Purpose of review
A significant number of kidney transplantations in industrialized countries is currently performed over human leukocyte antigen (HLA) or ABO antibody barriers after living donation to encounter the increasing shortage of organs from deceased donors. Although patients with moderate titers of anti-A/B antibodies may easily be desensitized with no negative impact on allograft survival, recipients with high titers and HLA sensitized patients demonstrate a substantial risk for antibody-mediated rejection, limiting long-term outcomes.

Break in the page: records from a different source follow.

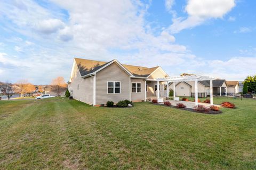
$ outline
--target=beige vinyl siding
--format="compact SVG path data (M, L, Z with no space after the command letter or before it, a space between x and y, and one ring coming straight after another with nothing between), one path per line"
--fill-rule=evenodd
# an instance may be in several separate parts
M183 89L181 89L183 88ZM177 96L190 96L191 87L183 82L176 86L175 95Z
M131 100L145 100L145 79L131 79ZM132 92L132 83L141 83L141 92Z
M157 78L164 78L167 76L167 74L164 74L162 71L160 70L161 69L157 69L150 76L148 77L149 79L157 79Z
M121 93L108 94L108 81L121 82ZM96 105L106 104L108 101L115 104L130 98L130 75L113 63L96 74Z
M77 89L77 84L79 84ZM70 85L70 94L73 98L90 105L93 103L93 78L81 78L77 66L74 68Z

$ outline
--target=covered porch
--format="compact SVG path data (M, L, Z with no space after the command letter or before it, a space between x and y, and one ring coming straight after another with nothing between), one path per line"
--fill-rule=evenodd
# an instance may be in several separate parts
M179 98L177 97L175 95L175 83L182 82L182 81L194 81L195 82L195 101L193 103L195 106L198 106L198 81L203 81L203 80L210 80L210 105L213 105L213 85L212 85L212 80L215 79L207 76L197 76L197 75L187 75L187 76L180 76L175 77L170 77L166 78L159 78L156 79L148 79L147 81L155 81L156 82L156 86L155 86L156 90L156 95L153 95L151 97L155 97L155 98L157 99L158 103L164 102L164 98L168 97L169 94L169 88L168 86L165 90L164 88L162 90L161 90L161 84L169 84L170 82L173 83L173 100L174 101L179 101ZM147 85L146 85L147 86ZM164 87L164 86L163 86ZM161 91L162 91L162 93ZM149 97L149 96L148 96ZM148 98L148 96L147 96Z

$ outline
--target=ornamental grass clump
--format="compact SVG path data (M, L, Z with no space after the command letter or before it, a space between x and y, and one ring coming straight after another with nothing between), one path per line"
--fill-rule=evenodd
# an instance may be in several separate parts
M196 99L194 99L194 101L196 101ZM198 99L197 100L197 102L200 103L200 102L201 102L201 101L200 101L200 99Z
M182 99L181 99L181 100L185 101L188 101L188 99L187 98L186 98L186 97L182 98Z
M211 101L209 99L206 99L204 101L204 103L210 103Z
M169 101L165 101L164 103L164 105L166 106L171 106L172 104Z
M157 103L157 99L153 99L152 100L153 103Z
M178 108L185 108L186 106L183 103L178 103L176 104L176 107Z
M210 111L210 109L209 108L202 105L196 106L194 107L194 109L195 110L200 112L209 112Z
M222 103L221 104L221 106L223 107L230 108L235 108L235 105L228 101L224 101L223 103Z
M219 111L220 110L220 107L217 106L212 105L210 107L210 109L213 111Z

The use of powerful desensitization strategies including plasmapheresis and immunoadsorption, extended therapeutic options such as the application of the recently introduced complement inhibitors, and refined antibody detection techniques may further facilitate transplantations, especially in the HLA-sensitized kidney transplant recipient. On the contrary, special strategies such as the Eurotransplant Acceptable Mismatch Program or kidney paired exchange help improving long-term outcomes in these difficult to transplant patients by circumventing the HLA (or ABO) antibody barrier.
As compared with waiting for a compatible deceased donor organ, HLA and ABO incompatible transplantations performed in experienced centers have become a reasonable alternative for end-stage kidney disease patients with an incompatible live donor. Whenever possible, however, the transplantation should be performed between ABO compatible donor-recipient pairs in the absence of positive crossmatch results.